- There is "anecdotal evidence" of natural gas price gouging in Texas during February's winter storm Uri, according to an official with the North American Electric Reliability Corp. (NERC). Millions were left without electricity during the storm as power plants struggled to obtain fuel and freezing temperatures halted some wind production.
- Wellhead freeze-offs accounted for a large portion of the gas issues, as well as, to a lesser extent, power outages at compressor stations that move gas through pipelines, NERC Chief Technical Advisor Thomas Coleman said during a presentation on Friday to the Electric Reliability Council of Texas (ERCOT).
- Texas regulators are rushing to make grid and market improvements ahead of potential freezing temperatures this winter. On Thursday, the Public Utility Commission of Texas (PUCT) approved changes to the state's wholesale markets intended to improve reliability when electricity supplies become scarce.
Coleman's presentation to an ERCOT working group sheds new light on February's outages across Texas and the U.S Southwest, and raises questions about whether consumers were cheated by gas producers.
A November joint report by NERC and the Federal Energy Regulatory Commission concluded that a combination of freezing and fuel issues caused about three-quarters of the unplanned generating unit outages, derates and failures to start in February. Of those, gas-fired units experienced 58% of all generator issues.
Most of the problem came from frozen gas facilities and, to a lesser extent, gas compressor facilities that lost power when electricity companies cut power.
"When we look at compressor stations that are electric, it's not a whole lot of critical mass in Texas," Coleman said during the presentation. "So most of this big drop [in gas production] is a result of freezing and winter conditions and not a loss of power to these facilities."
There is also "anecdotal evidence" of producers not delivering on long-term supply contracts, and instead selling gas on the spot market for much higher prices, Coleman said.
However, those questions are outside of the reliability organization's purview, and will be addressed in a broader inquiry by FERC, according to a NERC spokesperson.

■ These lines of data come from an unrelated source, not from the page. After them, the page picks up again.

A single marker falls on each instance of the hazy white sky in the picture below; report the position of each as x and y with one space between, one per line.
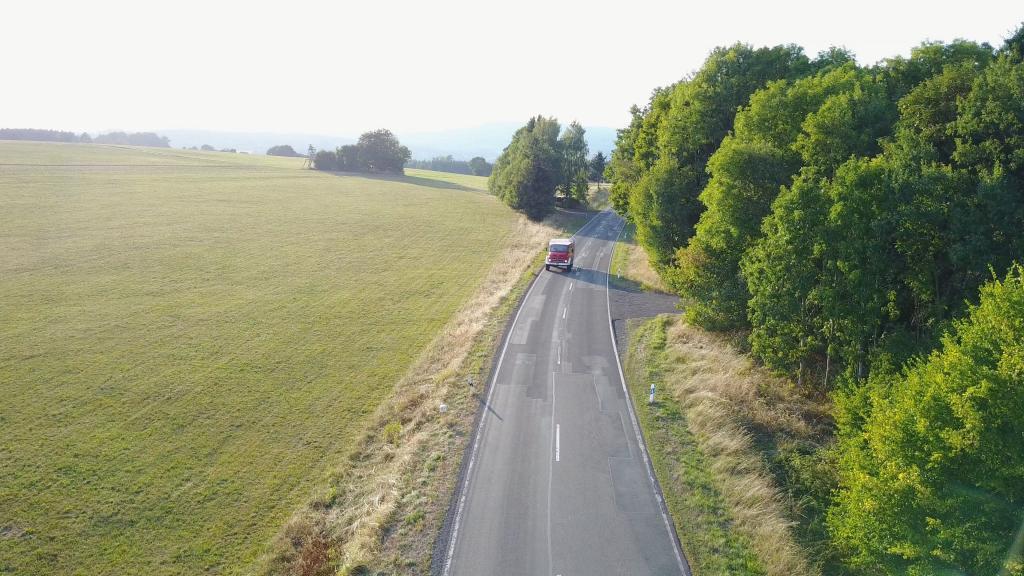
342 68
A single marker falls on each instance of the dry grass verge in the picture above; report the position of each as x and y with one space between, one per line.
381 511
724 438
630 261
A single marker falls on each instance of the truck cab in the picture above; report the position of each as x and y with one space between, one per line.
561 253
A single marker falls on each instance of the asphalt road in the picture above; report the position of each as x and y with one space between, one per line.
557 480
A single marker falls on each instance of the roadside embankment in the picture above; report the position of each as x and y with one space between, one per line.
731 446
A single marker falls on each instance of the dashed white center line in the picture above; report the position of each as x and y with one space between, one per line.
557 443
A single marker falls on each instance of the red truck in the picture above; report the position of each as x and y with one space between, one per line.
561 252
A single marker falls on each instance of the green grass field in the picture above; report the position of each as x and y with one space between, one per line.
189 341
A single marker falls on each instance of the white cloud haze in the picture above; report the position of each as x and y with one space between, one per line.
342 68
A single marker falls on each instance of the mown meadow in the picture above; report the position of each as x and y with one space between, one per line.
189 341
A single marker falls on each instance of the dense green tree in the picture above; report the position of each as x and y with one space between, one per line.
478 166
596 167
679 130
626 165
350 159
747 172
932 472
572 147
326 160
529 168
380 151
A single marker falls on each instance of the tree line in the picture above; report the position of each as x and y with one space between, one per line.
124 138
476 166
378 151
844 217
541 163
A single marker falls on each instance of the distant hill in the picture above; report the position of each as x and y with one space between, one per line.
462 144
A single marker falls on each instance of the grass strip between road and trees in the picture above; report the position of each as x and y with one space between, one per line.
727 442
630 263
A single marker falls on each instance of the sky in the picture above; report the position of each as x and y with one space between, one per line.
343 68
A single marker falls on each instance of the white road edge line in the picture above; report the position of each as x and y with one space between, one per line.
683 566
558 432
483 419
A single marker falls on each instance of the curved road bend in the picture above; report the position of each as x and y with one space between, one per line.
558 482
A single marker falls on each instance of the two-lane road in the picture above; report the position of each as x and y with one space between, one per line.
558 481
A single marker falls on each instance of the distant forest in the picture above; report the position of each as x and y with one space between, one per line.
128 138
477 166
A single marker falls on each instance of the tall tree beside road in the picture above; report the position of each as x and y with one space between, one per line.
933 479
529 169
676 135
597 165
572 145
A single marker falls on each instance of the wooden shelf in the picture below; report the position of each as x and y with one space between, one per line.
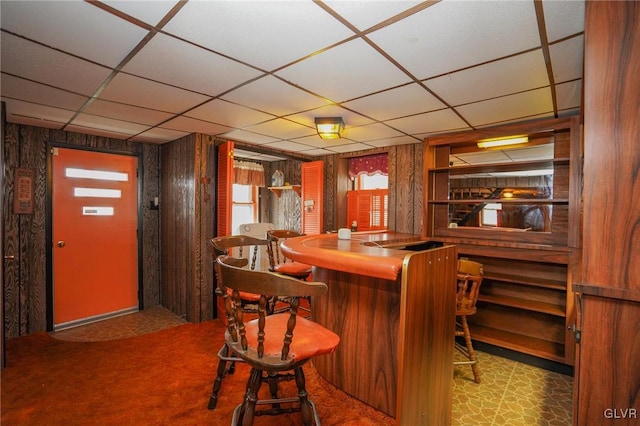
278 189
528 305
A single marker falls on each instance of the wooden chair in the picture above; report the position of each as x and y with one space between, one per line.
240 246
278 262
470 275
273 345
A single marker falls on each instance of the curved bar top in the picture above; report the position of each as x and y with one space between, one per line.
372 254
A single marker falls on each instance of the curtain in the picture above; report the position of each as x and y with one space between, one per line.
369 165
248 173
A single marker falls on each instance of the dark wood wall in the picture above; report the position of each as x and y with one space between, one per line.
608 377
25 278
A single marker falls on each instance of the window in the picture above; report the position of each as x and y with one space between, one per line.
245 206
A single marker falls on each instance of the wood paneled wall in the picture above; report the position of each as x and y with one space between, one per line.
25 280
187 206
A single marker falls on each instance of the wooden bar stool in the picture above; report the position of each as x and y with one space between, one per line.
470 275
273 345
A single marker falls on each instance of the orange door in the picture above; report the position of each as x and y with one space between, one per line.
95 247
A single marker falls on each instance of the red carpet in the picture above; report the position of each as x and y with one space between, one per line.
156 379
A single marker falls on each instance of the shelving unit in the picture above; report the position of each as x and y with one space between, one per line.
278 189
526 299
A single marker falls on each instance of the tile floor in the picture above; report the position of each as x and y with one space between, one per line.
511 393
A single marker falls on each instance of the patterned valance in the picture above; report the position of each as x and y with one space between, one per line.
248 173
369 165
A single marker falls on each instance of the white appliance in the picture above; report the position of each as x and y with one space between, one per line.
257 230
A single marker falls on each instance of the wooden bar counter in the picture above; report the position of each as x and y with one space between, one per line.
393 306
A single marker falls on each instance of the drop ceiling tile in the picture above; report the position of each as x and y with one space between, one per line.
264 33
159 136
21 89
370 132
363 16
567 58
401 140
345 72
141 10
436 121
515 74
274 96
350 118
213 75
127 112
137 91
288 146
569 95
453 35
249 137
228 114
520 106
402 101
19 110
282 129
74 27
108 124
192 125
563 18
43 65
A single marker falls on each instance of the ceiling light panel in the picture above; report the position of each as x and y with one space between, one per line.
433 42
245 30
105 38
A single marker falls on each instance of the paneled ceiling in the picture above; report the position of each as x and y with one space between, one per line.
259 72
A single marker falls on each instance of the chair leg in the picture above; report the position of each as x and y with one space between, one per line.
471 353
306 408
245 412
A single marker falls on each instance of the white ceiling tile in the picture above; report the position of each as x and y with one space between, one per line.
137 91
263 93
521 106
282 129
370 132
436 121
406 100
19 110
44 65
127 112
402 140
214 74
452 35
141 10
249 137
363 16
192 125
267 34
18 88
159 135
228 114
345 72
514 74
569 95
108 124
75 27
566 59
563 18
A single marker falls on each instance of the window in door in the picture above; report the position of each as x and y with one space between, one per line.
244 205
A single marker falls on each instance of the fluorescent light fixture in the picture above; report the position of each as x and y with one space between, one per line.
509 140
329 127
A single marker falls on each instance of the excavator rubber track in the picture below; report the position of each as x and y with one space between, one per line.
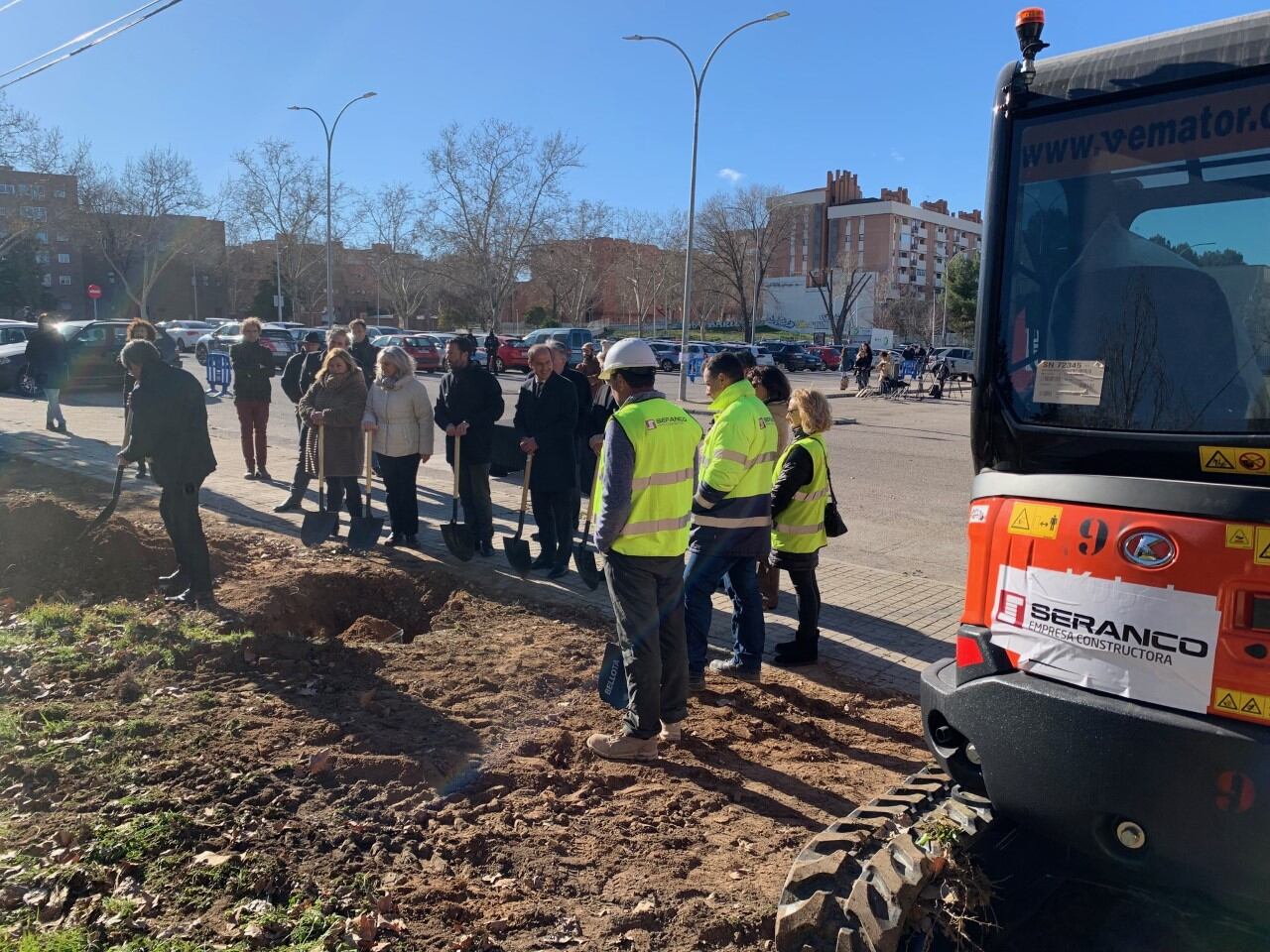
853 887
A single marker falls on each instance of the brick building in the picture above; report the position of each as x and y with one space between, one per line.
906 245
45 209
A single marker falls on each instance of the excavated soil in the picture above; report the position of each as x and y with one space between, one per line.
388 757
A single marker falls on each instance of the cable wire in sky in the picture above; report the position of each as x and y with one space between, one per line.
86 46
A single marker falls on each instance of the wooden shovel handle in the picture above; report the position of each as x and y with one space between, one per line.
525 486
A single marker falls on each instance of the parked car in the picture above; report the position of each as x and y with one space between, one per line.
512 354
789 357
272 336
187 333
667 354
299 333
422 347
13 357
572 336
93 350
830 357
960 361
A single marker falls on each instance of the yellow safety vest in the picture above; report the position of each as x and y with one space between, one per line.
801 526
666 440
739 452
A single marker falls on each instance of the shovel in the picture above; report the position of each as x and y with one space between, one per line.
317 527
583 556
612 678
109 507
457 537
517 548
366 530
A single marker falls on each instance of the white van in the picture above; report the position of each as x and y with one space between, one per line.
572 338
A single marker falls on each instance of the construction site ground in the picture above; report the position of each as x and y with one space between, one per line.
367 749
386 751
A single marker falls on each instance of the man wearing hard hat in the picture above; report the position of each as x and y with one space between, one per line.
645 480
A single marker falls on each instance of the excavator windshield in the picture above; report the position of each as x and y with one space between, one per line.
1135 273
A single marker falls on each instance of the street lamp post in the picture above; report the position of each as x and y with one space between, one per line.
693 182
330 139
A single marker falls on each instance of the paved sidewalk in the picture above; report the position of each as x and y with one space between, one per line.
878 626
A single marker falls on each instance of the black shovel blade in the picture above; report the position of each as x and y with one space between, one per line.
612 678
588 571
109 507
365 532
517 552
458 540
317 529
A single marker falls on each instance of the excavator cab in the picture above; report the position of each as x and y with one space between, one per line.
1111 683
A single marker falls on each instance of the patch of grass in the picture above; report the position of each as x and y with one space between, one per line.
10 728
140 838
50 619
64 941
102 640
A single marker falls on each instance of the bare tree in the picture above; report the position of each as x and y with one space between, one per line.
572 264
645 268
139 220
498 191
740 232
394 217
281 195
841 289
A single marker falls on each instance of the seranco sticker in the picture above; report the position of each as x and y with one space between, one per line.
1135 642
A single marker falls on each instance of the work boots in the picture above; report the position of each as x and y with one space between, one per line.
621 747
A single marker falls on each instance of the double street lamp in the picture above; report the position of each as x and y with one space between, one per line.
693 186
330 137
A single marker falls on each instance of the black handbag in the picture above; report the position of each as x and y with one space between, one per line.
834 525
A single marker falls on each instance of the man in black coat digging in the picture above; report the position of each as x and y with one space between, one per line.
169 428
547 421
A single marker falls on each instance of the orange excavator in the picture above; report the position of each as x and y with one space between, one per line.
1102 733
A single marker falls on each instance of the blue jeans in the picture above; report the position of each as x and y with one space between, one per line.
739 574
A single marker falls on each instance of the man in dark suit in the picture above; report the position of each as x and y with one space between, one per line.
169 428
547 421
561 357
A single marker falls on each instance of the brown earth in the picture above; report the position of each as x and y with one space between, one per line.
386 754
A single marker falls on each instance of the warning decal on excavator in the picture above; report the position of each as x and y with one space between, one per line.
1241 702
1234 461
1034 520
1261 546
1238 536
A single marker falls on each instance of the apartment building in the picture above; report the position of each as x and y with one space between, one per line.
42 208
906 246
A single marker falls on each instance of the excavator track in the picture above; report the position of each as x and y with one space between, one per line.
853 887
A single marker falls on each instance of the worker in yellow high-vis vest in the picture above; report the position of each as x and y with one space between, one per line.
644 484
799 497
730 522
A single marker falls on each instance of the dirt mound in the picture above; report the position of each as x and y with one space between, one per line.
371 629
432 792
42 552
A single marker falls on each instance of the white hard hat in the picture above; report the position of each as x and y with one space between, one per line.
627 354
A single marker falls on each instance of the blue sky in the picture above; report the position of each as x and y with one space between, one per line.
898 93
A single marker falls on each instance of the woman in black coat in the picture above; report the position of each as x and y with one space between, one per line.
46 357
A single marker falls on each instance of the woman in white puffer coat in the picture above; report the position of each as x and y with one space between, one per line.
399 414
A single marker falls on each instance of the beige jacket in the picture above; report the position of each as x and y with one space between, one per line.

"Because enforcement investigations and the information obtained are non-public until disclosed by the commission, we cannot confirm or comment regarding investigations," FERC spokesman Craig Cano said in an email. However, the commission’s Office of Enforcement issued its annual report last month which includes some insight into FERC's approach to the February event.
"There was a significant increase in the total number of natural gas screen trips and surveillance alerts during the cold snap," the report said. Two incidents were ultimately referred by staff to the commission's Division of Investigations (DOI).
FERC's Division of Analytics and Surveillance (DAS) is also reviewing the activity of one market participant in Southwest Power Pool, according to the report. As of the end of fiscal year 2021, "this examination remains ongoing, and DAS may refer additional matters to DOI as new information comes to light."
Texas Attorney General Ken Paxton in March launched an investigation into natural gas price increases in the state. Paxton's office did not respond to questions about the status of the investigation.
If there is evidence of price gouging, "I think it makes sense that some or all of those penalties ought to be put towards helping customers," said Doug Lewin, an energy analyst and president of Stoic Energy. Lewin also discussed Coleman's presentation in a Twitter thread on Monday.
"I'm continually just struck by a complete lack of any sort of [customer] protections," he said.
Customers faced bloated gas and power bills following the storm, and according to the Houston Chronicle those costs may rise into the billions.
Regulators at the PUCT, which oversees electricity but not gas markets, have been working to ensure the catastrophe does not repeat. The Railroad Commission of Texas regulates gas exploration, production and transportation in the state, but the office referred market questions to Paxton's office.
Earlier this month, the PUCT adjusted ERCOT's electricity scarcity pricing mechanism, lowering the high system-wide offer cap to $5,000/MWh from $9,000/MWh. And on Thursday, the commission adjusted a formula known as the Operating Reserve Demand Curve to provide earlier price signals "to bring additional generation online and for large consumers to adjust their demand."
“This is a move away from the crisis-based business model we have operated under for the past two decades. This new model centers on reliability," PUCT Chairman Peter Lake said in a statement.